By Mikhail Yu. Khachay, Natalia Konstantinova, Alexander Panchenko, Dmitry Ignatov, Valeri G. Labunets
This ebook constitutes the court cases of the Fourth foreign convention on research of pictures, Social Networks and Texts, AIST 2015, held in Yekaterinburg, Russia, in April 2015.
The 24 complete and eight brief papers have been conscientiously reviewed and chosen from one hundred forty submissions. The papers are equipped in topical sections on research of pictures and video clips; trend reputation and computing device studying; social community research; textual content mining and typical language processing.
Read Online or Download Analysis of Images, Social Networks and Texts: 4th International Conference, AIST 2015, Yekaterinburg, Russia, April 9–11, 2015, Revised Selected Papers PDF
Similar analysis books
- Elementary Classical Analysis
- Harmonic analysis of functions of several complex variables in the classical domains.
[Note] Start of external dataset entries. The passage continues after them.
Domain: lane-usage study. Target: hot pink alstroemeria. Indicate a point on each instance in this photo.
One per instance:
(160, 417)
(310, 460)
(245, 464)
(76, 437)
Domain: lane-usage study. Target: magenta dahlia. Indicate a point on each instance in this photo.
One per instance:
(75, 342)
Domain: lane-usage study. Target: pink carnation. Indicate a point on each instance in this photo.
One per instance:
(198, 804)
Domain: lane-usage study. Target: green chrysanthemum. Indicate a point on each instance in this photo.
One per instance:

- Set Theoretical Aspects of Real Analysis
- Topics in Analysis: Colloquium on Mathematical Analysis Jyväskylä 1970
- Rapid Methods for Analysis of Biological Materials in the Environment
- A posteriori error analysis via duality theory : with applications in modeling and numerical approximations
Extra resources for Analysis of Images, Social Networks and Texts: 4th International Conference, AIST 2015, Yekaterinburg, Russia, April 9–11, 2015, Revised Selected Papers
Example text
In what follows, we refer to the target class of users who left a comment as “depressed”, and their opposite as the “random” class. The class distribution 28 A. Semenov et al. Table 1. Variable descriptive statistics summary. 122 in our dataset was 32 % depressed users and 68 % random. This asymmetry may be caused by having depressed users being potentially more stealthy or shy and hiding their profile data, whereas their ego network data is open to anyone regardless of privacy policies. Descriptive statistical summary of the obtained dataset is presented in Table 1.
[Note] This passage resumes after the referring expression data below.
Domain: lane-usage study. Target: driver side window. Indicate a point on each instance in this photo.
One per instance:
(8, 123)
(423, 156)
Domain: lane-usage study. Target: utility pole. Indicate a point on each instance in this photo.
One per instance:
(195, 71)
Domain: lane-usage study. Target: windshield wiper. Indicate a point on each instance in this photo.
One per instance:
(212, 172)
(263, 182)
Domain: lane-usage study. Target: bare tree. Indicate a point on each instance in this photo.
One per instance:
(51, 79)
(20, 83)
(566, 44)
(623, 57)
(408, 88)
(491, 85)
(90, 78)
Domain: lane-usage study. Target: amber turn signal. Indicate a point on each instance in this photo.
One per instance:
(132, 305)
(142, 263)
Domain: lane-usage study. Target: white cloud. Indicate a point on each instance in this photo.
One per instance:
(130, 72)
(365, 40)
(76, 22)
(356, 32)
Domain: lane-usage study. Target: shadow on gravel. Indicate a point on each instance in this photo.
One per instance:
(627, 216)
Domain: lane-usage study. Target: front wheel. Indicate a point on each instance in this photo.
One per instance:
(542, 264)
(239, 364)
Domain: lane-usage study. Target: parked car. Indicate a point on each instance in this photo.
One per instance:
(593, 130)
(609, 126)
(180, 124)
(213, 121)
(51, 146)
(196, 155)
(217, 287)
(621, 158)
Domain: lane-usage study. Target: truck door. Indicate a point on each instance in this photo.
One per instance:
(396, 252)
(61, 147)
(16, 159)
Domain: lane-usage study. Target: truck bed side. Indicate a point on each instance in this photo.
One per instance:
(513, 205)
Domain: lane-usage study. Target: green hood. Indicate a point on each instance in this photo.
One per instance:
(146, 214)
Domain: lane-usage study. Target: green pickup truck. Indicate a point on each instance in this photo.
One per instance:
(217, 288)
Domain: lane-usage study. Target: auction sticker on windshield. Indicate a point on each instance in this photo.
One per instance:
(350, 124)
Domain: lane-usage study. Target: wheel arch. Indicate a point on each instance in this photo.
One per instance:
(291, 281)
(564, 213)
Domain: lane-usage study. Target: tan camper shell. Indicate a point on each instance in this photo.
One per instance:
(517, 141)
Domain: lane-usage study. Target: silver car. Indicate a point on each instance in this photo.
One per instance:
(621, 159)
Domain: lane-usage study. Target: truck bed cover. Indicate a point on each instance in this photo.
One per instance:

Paragios, N. ) ECCV 2010, Part VI. LNCS, vol. 6316, pp. 57–70. Springer, Heidelberg (2010) 8. : Representing shape with a spatial pyramid kernel. In: 6th ACM International Conference on Image and Video Retrieval CIVR 2007, pp. 401–408 (2007) 9. : Image recognition based on wavelet transform and artificial neural networks. In: IEEE International Conference on Machine Learning and Cybernetics, pp. 789–793 (2008) 10. : Multi-column deep neural network for traffic sign classification. Neural Netw. 32, 333–338 (2012) 11.
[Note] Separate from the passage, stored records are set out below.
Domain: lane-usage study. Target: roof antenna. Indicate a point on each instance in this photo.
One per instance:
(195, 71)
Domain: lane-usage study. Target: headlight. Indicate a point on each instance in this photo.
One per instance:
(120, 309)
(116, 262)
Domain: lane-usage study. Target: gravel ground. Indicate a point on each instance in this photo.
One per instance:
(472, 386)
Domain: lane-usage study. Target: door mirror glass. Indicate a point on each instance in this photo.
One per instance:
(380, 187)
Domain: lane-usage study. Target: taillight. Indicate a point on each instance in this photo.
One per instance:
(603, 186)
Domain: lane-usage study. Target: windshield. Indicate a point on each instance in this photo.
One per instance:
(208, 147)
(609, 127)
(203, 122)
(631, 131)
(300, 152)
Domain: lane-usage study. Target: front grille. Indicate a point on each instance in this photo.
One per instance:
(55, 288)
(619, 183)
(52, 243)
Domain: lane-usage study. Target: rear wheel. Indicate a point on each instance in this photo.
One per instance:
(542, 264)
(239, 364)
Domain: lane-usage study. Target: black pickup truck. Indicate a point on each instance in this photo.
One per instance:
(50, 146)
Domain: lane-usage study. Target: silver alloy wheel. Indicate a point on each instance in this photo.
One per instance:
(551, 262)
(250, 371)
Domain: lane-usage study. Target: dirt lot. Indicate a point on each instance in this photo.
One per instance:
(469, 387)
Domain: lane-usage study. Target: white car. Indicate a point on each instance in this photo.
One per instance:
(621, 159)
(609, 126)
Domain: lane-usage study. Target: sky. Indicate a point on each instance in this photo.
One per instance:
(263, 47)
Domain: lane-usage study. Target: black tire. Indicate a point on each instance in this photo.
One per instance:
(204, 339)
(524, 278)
The transformed feature distributions are shown on Fig. 3. 1 Analysis Framework Following the design of [9], we used binary logistic regression to identify the features of profiles that are able to predict a user’s depression propensity. We choose the Area Under the Curve (AUC) criterion as our measure of goodness of fit [8]; in particular, this measure is robust to asymmetric class distributions. Discerning Depression Propensity Among Participants of Suicide 31 In order to compare classification performance of different models, we utilized bootstrap sampling.